C'est pourtant le doute qui a placé le premier coin dans l'édifice que l'on me proposait pour regarder le monde. Un jeudi dont j'ai l'exact souvenir, aussi précis qu'un clip de Youtube, j'ai douté de la validité du raisonnement présenté par le prêtre du catéchisme. Il soutenait que les athées (on disait encore les Païens !) prouvaient l'existence de Dieu par leur volonté farouche de le combattre :
« Voyez-vous, mes enfants, pourquoi donc les Païens s'attaqueraient-ils à Dieu s'il n'existait pas ? »
J'appris plus tard que ces Païens n'étaient devenus des Païens qu'au moment où ils ont été définis comme tels par les Chrétiens et notamment par THÉODOSE II. Cet empereur, mû par la tolérance, vertu cardinale chrétienne, n'hésita pas à demander que l'on détruise tous les temples et lieux de cultes de ceux qui n'étaient pas chrétiens.
Malgré mes dix ans, mon béret, ma cape bleue et mes culottes courtes, je trouvais légitime que certains veuillent s'opposer à des idées qu'ils estimaient fausses ou, pires, infondées, et cela dans la mesure où ces idées étaient proclamées comme LA vérité qui doit régir le monde.
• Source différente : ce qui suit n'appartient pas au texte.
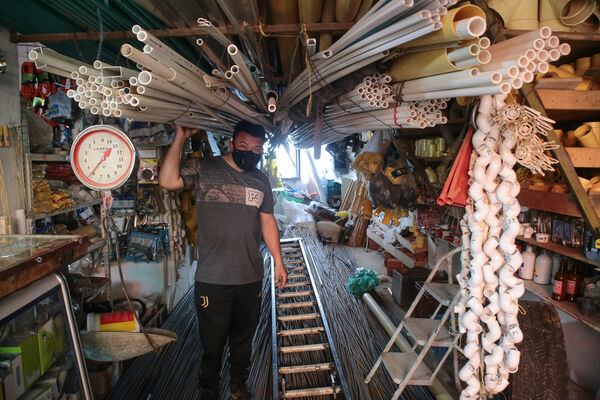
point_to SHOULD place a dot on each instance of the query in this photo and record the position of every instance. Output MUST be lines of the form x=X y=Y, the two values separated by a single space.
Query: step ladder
x=305 y=362
x=408 y=369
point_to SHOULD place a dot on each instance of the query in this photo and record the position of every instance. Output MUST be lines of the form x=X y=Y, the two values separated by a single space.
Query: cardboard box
x=28 y=348
x=51 y=338
x=13 y=384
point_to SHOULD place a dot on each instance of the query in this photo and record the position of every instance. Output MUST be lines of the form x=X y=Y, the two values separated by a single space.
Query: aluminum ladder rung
x=294 y=294
x=297 y=276
x=298 y=393
x=301 y=331
x=299 y=304
x=296 y=284
x=300 y=317
x=299 y=369
x=304 y=348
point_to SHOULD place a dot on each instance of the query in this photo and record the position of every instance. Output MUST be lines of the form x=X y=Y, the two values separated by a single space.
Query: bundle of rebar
x=357 y=335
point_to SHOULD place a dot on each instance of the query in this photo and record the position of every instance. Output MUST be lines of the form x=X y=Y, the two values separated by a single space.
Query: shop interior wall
x=10 y=114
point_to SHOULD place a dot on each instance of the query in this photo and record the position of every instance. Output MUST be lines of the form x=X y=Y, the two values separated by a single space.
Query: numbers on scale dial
x=104 y=157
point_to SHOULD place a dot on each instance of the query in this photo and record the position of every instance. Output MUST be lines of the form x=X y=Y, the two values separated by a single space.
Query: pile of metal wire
x=357 y=335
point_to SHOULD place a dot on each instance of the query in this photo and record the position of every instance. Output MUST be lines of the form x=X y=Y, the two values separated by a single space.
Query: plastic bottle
x=543 y=269
x=123 y=321
x=574 y=284
x=526 y=271
x=556 y=259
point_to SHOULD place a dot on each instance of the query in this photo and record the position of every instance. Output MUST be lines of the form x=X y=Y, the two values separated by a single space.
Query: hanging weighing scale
x=103 y=158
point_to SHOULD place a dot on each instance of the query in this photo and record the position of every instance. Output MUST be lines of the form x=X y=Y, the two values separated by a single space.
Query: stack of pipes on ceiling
x=453 y=61
x=168 y=89
x=367 y=107
x=475 y=69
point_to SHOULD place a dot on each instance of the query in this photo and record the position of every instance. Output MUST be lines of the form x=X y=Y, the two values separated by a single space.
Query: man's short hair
x=250 y=128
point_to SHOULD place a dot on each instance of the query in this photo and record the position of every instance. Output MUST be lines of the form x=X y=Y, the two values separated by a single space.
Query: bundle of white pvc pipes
x=170 y=89
x=338 y=125
x=490 y=259
x=496 y=69
x=390 y=24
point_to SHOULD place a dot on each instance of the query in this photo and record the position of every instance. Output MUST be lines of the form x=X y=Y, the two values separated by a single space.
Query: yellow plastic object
x=588 y=134
x=396 y=172
x=448 y=31
x=587 y=185
x=368 y=163
x=559 y=189
x=343 y=214
x=549 y=15
x=419 y=65
x=345 y=10
x=431 y=175
x=526 y=15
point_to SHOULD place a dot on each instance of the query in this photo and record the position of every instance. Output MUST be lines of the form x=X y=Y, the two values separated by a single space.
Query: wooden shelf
x=571 y=252
x=394 y=251
x=430 y=132
x=559 y=203
x=545 y=293
x=584 y=157
x=66 y=210
x=570 y=105
x=433 y=159
x=49 y=157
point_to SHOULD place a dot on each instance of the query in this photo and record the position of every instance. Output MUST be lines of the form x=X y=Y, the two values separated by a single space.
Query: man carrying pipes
x=234 y=206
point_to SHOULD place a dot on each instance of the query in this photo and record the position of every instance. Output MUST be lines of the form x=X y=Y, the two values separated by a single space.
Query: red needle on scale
x=104 y=157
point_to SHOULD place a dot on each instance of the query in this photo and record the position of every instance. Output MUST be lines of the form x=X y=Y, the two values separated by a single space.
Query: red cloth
x=456 y=188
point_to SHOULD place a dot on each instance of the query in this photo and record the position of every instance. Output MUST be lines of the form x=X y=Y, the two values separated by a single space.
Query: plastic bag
x=362 y=281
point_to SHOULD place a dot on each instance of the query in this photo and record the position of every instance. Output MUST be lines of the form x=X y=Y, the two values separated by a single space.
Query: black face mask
x=245 y=159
Lutter contre l'obscurantisme ne le justifie pas. On aurait pu dire à l'inverse : si Dieu existait, pourquoi s'attaquerait-on à Lui ?
Il est amusant que ce soit justement l'argument massue en faveur de la croyance qui m'ait fait douter. Utiliser un argument aussi faible ne relevait pas de la sottise de son auteur, mais, comme je l'ai plus tard compris, ne s'expliquait que dans la mesure où ledit prêtre me (nous) prenait pour un imbécile supposé avaler n'importe quoi.
Mon petit doute fut néanmoins rapidement dissout dans l'environnement familial et institutionnel, substance suave que je m'efforçais d'ingérer, d'absorber, d'intégrer, avec toute la bonne volonté osmotique de l'enfant. Je ne me rendais pas compte qu'il s'agissait d'un conditionnement. Un formatage qui ne touchait d'ailleurs pas tous les enfants, loin de là, mais qui a fort bien fonctionné sur moi. J'allais à la messe, même parfois en semaine à celle de six heures du matin, je me confessais régulièrement, adolescent je participais à des retraites au monastère d'En Calcat près de Toulouse.
J'étais engagé. Empêtré dans le piège que je m'étais efforcé de refermer sur moi comme un exosquelette. J'étais devenu une sorte de crabe : raide, dur et cassant à l'extérieur mais blanc, tendre, et un peu filandreux dedans.
Le chemin de la libération n'a été ni rapide, ni sans effort, ni simple. L'aventure consistait à me débarrasser de ma carapace pour redonner la priorité à la structure interne jusque-là méprisée.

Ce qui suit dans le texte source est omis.